Wild, Child
Have the kids ever been alright? According to Jean Cocteau's 1929 novel Les enfants terribles, the answer is a resounding... no.
I was seventeen years old when I was blackballed by the co-founder of the house of Yves Saint Laurent.
It was 2011, and I was about to fly to Paris for a big interview I had scheduled with Pierre Bergé, the life and business partner of Mr. Saint Laurent – and executor of Jean Cocteau’s estate. I was a baby academic, budding collector of vintage fashion, and very excited to ask the notoriously gruff Frenchman about the connections between Saint Laurent and Cocteau.
I’d wiggled my way out of calculus to take a phone call from his assistant.
“And remind me, Mlle. Cassens – what is the focus of your thesis?” he asked.

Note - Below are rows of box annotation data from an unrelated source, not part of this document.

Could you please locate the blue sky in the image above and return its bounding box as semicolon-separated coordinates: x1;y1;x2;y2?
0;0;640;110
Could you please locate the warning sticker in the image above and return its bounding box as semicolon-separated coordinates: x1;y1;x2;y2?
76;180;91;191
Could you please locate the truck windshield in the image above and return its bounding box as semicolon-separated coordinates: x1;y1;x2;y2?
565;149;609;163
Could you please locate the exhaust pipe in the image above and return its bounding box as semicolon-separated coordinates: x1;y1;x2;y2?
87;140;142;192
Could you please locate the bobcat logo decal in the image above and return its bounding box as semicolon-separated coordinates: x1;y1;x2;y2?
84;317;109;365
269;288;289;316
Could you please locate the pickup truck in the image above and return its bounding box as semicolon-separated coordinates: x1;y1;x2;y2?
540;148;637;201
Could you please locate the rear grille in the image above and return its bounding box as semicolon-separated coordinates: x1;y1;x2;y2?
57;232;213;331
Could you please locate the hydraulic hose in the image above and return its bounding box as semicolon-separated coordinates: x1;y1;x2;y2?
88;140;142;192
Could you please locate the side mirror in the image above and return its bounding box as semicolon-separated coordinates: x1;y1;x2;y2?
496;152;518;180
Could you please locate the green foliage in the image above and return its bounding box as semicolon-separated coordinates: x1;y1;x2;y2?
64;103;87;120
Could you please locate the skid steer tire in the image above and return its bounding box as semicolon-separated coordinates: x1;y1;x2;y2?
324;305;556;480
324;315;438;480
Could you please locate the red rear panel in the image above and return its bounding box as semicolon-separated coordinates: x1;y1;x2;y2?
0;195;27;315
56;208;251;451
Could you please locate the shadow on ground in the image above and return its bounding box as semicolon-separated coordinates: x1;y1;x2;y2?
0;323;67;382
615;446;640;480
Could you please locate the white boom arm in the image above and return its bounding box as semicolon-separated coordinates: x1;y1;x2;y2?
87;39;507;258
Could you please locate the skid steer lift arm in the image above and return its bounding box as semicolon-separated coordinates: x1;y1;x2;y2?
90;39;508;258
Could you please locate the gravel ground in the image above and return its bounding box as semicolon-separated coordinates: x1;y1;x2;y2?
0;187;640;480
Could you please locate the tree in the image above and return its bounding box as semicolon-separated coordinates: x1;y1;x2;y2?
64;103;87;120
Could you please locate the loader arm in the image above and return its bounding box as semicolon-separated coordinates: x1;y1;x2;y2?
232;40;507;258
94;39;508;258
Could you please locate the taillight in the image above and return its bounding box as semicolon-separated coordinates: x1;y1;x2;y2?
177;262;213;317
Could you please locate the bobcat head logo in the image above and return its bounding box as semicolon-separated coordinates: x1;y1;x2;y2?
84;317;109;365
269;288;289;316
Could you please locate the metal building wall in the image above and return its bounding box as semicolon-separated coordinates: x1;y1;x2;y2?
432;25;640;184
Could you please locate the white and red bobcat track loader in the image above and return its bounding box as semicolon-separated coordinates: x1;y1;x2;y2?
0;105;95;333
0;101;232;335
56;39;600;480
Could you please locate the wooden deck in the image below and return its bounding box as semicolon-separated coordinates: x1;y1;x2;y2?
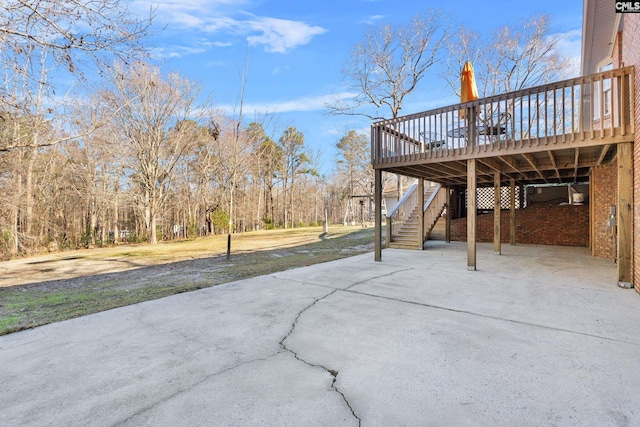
371;67;635;186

“The influence of Jean Cocteau on the life and work of Mr. Saint Laurent,” I responded.
“I thought so. Well, you see, that is not tenable. I have to inform you that you are not welcome at the YSL museum and archives, and Mr. Bergé will not be speaking with you,” said he, and that was that.
To add insult to injury, he followed up with an email: “Mr. Bergé informs you that YSL was influenced by nobody.”
It was a patently false, blatantly untrue, and enormously unrealistic statement to make of a designer who once sent a look titled “Hommage à Jean Cocteau” down the runway. I later directly refuted his argument in the thesis (and cited the email, MLA-style).
It was to be my first (but not my last) brush against authoritative and seemingly domineering older men – and my first time being treated as the very archetype I was exploring in that thesis: the Coctelian enfant terrible.